“他...有留下联系方式吗?”
护士摇摇头,忽然想起什么:“对了,那位先生留了这个。”
护士从小推车里取出一个名片递给他,陶萄接过时闻到了一股刺激的中药味,那味道对陶萄这个白开水来说无疑是一个苦瓜炸弹,气味狡猾的钻进他的鼻子,一张小脸皱巴巴的变成了被人揉过得纸团,所有的五官都挤在一团。
陶萄连名片上的名字都没有看清,连忙塞进病号服里,把被子往上拉了一下堆成一个小山才挤出一个笑容给护士,笑嘻嘻地对她说了声谢谢。
“对了,刚刚送你来的人打电话说待会儿要接你回家治疗,你收拾一下吧,医生正在给你配置药片和抑制剂,一会儿你记得带走。”
护士说完就走到窗边打开窗户,一只小麻雀正好飞累了停靠在铝合金边框上,翅膀还抖落了几片残存的落叶。
等护士走后,陶萄百无聊赖的捂住自己的鼻子,小心翼翼的拿出被窝里的名片,不知道是不是自己的嗅觉太敏感,他总觉得这气味苦的呛人,完全不像前天他闻到的味道。
他抽出名片,上面写着-----沈崇仁三个字。
“是沈厌的爷爷吗?”陶萄盯着那一张名片看了许久,小麻雀叽叽喳喳叫了两声,他扭头看向窗边,小麻雀振振翅膀飞走了。
陶萄慢吞吞的看着自己右手臂上的针管,透明的输液管被高高的挂在支架上,还有三瓶完整的吊瓶结结实实的的挂在一起作伴,正在饱受折磨的淡黄色液体咕嘟咕嘟的顺着血管流入身体,明明暖气更加充足,陶萄却觉得手臂被冰凉的液体浸泡的有些疼。
他叹了一口气,心里想,应该是输太久了吧。
......
陶萄没想到自己能睡这么久,好像这两天不是在住院就是在睡觉。
他又动了动正在输液的手,手指无力的握了握拳,然后他听到了一个严肃又柔和的声音。
“陶萄,你感觉怎么样?”
沈崇仁盯着信息素浓度仪器,又偏头看正在整理衣服的omega,发出关心的声音。
“我很好。”陶萄谨慎的回答,总觉得这是一场考试,且不会轻易过关。
“我已经打听到你妈妈的消息。”
沈崇仁一针见血,完全拿捏了他的命脉。
“不过,她现在过的不是很好,我已经派人给他送了一些物质上的东西。”沈崇仁推推鼻梁上的眼睛,拉过桌椅坐在陶萄面前。
“那您可以带我去见他吗?”陶萄捏紧自己的双手藏在被子里,不想他被人发现他急迫的心情。
“恐怕不行。”alpha果断拒绝。”为什么?”
“你妈妈在m国,你要知道,最近那里很不太平,新型病毒正是从哪里传播过来的,所有东西都不好办。”
“那您找我是有什么事吗?”陶萄知道,不会有人莫名其妙的帮你,自己在这位董事长面前还是有一些利用价值。
“你这孩子还是挺聪明的。”沈崇仁从包里拿出一张合同和一些资料递给他,然后接着说。
“这是你母亲现在的资料,她现在正住在被我们安排的房子内,很安全,每周会有人给她送食物,你可以放心。”

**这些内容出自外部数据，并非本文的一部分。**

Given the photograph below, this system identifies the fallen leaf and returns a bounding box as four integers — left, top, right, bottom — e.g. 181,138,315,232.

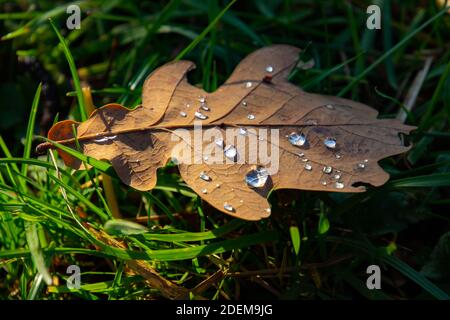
37,45,414,220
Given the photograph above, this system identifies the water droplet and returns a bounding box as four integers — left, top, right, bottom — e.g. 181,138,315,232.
323,137,336,149
200,171,211,181
223,202,234,212
305,119,319,126
214,138,223,148
245,167,269,188
94,136,117,143
288,132,306,147
195,111,208,120
223,144,237,160
322,166,333,174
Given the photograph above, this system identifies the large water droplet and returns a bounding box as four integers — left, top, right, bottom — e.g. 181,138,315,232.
323,137,336,149
245,167,269,188
214,138,223,148
239,128,248,136
94,136,117,143
223,202,234,212
288,132,306,147
335,182,344,189
200,171,211,181
322,166,333,174
195,111,208,120
223,144,237,160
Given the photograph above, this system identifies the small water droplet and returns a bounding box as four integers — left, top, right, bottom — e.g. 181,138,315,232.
214,138,223,148
288,132,306,147
245,167,269,188
94,136,117,143
195,111,208,120
200,171,211,181
323,137,336,149
223,144,237,160
335,182,344,189
223,202,234,212
322,166,333,174
305,119,319,126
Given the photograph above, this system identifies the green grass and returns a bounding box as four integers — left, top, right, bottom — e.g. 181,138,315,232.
0,0,450,300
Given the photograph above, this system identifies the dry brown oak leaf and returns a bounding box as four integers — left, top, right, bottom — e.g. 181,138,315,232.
42,45,414,220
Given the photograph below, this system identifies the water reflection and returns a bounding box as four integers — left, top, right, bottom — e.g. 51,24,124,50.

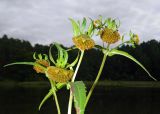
0,87,160,114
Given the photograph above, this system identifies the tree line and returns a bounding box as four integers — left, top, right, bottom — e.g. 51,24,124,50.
0,35,160,81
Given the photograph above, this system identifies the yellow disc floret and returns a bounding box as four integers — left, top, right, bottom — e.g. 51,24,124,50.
73,34,95,50
46,66,74,83
101,28,120,44
33,59,49,73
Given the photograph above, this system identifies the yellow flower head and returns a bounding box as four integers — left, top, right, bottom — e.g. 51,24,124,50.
33,53,50,73
100,28,120,44
33,60,49,73
70,18,95,50
72,34,95,50
46,66,74,83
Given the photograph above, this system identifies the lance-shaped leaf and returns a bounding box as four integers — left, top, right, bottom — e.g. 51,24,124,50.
56,83,66,89
109,49,157,81
69,18,80,36
3,62,46,69
38,90,53,110
70,81,86,114
88,20,94,36
62,49,68,68
4,62,35,67
49,45,56,64
81,18,87,33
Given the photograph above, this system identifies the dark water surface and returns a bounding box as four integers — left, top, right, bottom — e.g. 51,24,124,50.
0,87,160,114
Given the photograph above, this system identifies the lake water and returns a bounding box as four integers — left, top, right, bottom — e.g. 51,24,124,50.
0,87,160,114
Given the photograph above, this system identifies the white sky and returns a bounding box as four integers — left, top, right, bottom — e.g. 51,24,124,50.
0,0,160,46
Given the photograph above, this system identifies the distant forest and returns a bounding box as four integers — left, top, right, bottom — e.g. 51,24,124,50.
0,35,160,81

陶萄仔细的看着手中的资料,上面有几张图片,是她妈妈正在便利店打工吃泡面的场景。
小的时候她是最不允许他吃泡面的,说不健康,现在为了省钱还是自己偷偷吃了。
陶萄抱着那几张照片,眼泪不知觉的落了下来,慈爱的alpha连忙让助理递过去纸巾。
陶萄哭的有点哽咽,泪眼婆娑的擦着眼泪一遍询问合同的事情。”那您需要我帮您做些什么?”
“和沈厌订婚。”沈崇仁言简意赅。
“可是我们家……财富还挺少的……您确定吗?”
这句话倒是让沈崇仁憋不住了,无奈的笑了笑,随便编了一个理由搪塞过去,“我们家不看重这些。”
“那……沈厌不同意怎么办?”
“他不需要同意。”
陶萄还想挣扎一下,可怕的alpha直接下了死命令,“你不用担心任何事情,只需要老老实实待在沈厌身边,帮他度过一次易感期就可以。”
他的表情严肃的让人害怕。
“好吧。”
alpha眼神瞬间柔和,没有一点茧包裹的手指轻拍着他的肩膀。
“对嘛,这才是我的好孙媳妇。”
陶萄答应了,手指放松下来。没想到这么简单。
看来这位老爷爷还挺和善的,没有他感觉的那么吓人。